There is a lot of agenting use cases that are being studied. Automatically multiple agents based on different scenarios get active. So the compliance, customer service scenarios where automation based on top of a customer complaint, for example, is being explored. A customer might say, I have a problem accessing this payment and then the LLM generates a plan for how that should be handled.
目前正在研究大量的代理用例。根据不同的场景，多个代理会自动活跃起来。例如，正在探索基于客户投诉的自动化合规性和客户服务场景。客户可能会说，我在访问该付款时遇到了问题，然后 LLM 会生成一个计划，说明应该如何处理。
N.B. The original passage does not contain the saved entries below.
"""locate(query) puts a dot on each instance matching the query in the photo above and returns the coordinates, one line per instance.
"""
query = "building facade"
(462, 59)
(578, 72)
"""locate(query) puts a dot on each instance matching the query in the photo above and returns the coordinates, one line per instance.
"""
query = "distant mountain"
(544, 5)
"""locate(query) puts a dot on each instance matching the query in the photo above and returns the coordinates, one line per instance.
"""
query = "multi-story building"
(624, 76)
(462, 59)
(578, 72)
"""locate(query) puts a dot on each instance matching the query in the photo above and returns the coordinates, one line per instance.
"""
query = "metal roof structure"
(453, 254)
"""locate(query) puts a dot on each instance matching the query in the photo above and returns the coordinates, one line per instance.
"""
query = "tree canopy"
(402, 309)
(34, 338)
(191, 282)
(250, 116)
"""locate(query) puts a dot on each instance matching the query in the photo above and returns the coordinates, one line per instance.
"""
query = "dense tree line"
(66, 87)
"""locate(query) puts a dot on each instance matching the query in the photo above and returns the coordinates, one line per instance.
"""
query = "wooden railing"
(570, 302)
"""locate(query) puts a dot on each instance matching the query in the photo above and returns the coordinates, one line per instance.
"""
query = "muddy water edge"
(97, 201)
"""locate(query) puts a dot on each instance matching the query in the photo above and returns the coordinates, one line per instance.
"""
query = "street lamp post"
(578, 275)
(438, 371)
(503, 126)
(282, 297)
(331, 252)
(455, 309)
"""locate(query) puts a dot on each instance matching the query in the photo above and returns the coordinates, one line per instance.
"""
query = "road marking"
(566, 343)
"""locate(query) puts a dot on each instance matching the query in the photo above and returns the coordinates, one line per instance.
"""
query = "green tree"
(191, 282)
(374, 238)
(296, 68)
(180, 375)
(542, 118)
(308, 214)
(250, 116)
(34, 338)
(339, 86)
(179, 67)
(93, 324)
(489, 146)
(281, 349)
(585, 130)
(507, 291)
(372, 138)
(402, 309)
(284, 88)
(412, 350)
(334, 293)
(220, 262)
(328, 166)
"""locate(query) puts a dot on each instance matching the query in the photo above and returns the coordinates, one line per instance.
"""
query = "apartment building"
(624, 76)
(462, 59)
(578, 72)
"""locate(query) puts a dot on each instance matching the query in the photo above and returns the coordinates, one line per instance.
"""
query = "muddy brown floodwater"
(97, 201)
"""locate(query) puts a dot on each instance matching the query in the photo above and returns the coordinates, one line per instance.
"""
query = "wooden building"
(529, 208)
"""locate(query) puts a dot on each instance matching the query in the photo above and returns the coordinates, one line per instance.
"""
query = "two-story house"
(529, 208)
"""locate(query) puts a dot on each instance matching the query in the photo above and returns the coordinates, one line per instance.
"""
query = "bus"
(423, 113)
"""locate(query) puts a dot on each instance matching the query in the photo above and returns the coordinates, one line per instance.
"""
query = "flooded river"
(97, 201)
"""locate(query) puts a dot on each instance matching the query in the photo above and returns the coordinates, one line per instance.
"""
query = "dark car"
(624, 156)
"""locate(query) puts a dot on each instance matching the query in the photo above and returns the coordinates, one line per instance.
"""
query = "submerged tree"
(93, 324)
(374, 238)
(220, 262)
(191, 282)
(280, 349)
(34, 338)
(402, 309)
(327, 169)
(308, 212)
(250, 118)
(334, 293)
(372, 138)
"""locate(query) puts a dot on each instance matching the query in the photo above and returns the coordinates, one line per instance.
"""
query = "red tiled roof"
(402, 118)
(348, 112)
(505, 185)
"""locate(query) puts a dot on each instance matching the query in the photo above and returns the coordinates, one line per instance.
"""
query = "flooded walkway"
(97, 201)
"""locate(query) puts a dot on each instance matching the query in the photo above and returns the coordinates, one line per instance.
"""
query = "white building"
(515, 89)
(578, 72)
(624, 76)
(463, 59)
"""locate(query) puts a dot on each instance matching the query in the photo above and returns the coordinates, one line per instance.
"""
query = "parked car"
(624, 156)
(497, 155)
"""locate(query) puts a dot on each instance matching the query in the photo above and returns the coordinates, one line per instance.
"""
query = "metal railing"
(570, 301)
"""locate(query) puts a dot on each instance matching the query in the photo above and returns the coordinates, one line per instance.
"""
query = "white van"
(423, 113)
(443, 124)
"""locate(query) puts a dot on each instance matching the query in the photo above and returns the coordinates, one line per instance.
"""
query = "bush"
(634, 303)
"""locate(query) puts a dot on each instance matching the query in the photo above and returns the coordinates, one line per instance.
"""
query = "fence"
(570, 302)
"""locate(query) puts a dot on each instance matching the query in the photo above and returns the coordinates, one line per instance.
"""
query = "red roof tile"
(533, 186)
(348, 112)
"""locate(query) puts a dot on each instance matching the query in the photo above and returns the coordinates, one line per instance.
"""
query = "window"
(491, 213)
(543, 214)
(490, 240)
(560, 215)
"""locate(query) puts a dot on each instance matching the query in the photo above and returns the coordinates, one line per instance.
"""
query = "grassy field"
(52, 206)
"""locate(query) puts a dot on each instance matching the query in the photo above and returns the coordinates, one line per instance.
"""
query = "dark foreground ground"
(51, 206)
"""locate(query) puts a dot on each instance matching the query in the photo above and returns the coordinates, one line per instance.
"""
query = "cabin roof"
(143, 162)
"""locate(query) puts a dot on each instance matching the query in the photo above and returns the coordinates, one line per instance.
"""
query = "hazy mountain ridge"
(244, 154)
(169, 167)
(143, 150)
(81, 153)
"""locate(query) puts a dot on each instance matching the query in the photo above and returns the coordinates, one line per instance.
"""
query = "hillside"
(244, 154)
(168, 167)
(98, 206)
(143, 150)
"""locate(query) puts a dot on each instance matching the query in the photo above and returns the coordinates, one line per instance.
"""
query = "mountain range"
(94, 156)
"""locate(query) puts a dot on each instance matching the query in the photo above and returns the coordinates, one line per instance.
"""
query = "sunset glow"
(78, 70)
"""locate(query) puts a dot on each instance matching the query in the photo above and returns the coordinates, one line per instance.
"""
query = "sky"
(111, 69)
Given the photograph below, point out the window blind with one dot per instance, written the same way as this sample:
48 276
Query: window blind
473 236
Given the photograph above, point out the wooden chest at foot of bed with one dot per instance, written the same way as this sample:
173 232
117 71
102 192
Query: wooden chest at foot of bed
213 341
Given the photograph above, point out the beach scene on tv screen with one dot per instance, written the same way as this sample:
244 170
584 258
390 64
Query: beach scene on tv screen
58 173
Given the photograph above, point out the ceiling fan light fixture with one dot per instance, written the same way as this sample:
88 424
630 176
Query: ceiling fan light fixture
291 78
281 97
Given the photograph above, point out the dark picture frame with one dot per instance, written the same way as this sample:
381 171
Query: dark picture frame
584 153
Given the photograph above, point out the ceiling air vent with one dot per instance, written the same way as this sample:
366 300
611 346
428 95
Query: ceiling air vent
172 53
You might want to go and check into the SAP system or you might want to go and check into some other sort of ERP systems, see where the problem is, that might generate a summary which is then sent to some other approval system and so on. We are looking at agenting that is, I think, the next big thing for the next year or so. The challenges, some of those plans are not fully reliable. So that is still not very solid.
你可能想去 SAP 系统检查，也可能想去其他ERP 系统检查，看看问题出在哪里，这可能会生成一个摘要，然后发送到其他审批系统等等。我们正在研究代理，我认为这是未来一年左右的大事。面临的挑战是，其中一些计划并不完全可靠。因此，这一点仍不十分可靠。

Tegus Client Tegus 客户

Great. Well, thanks for your time and insight. Have a wonderful rest of your day.
太好了。感谢您抽出宝贵的时间，发表真知灼见。祝您度过愉快的一天。

Tegus is not a registered investment advisor or broker-dealer, and is not licensed nor qualified to provide investment advice. The information published in this transcript (“Content”) is for information purposes only and should not be used as the sole basis for making any investment decision. Tegus, Inc. (“Tegus”) makes no representations and accepts no liability for the Content or for any errors, omissions, or inaccuracies will in no way be held liable for any potential or actual violations of United States laws, including without limitation any securities laws, based on Information sent to you by Tegus. The views of the expert expressed in the Content are those of the expert and they are not endorsed by, nor do they represent the opinion of, Tegus. Tegus reserves all copyright, intellectual and other property rights in the Content. The Content is protected by the Copyright Laws of the United States and may not be copied, reproduced, sold, published, modified or exploited in any way without the express written consent of Tegus.
Tegus 不是注册投资顾问或经纪交易商，没有提供投资建议的许可或资格。本报告中发布的信息（"内容"）仅供参考，不应作为做出任何投资决策的唯一依据。Tegus, Inc.（以下简称 "Tegus"）对内容或任何错误、遗漏或不准确之处不作任何陈述，也不承担任何责任，对根据 Tegus 发送给您的信息可能或实际违反美国法律（包括但不限于任何证券法）的行为不承担任何责任。专家在内容中表达的观点仅代表专家本人，并不代表Tegus的观点，也未得到Tegus的认可。Tegus保留内容的所有版权、知识产权和其他财产权。内容受美国版权法保护，未经特格斯明确书面同意，不得以任何方式复制、翻印、出售、出版、修改或利用。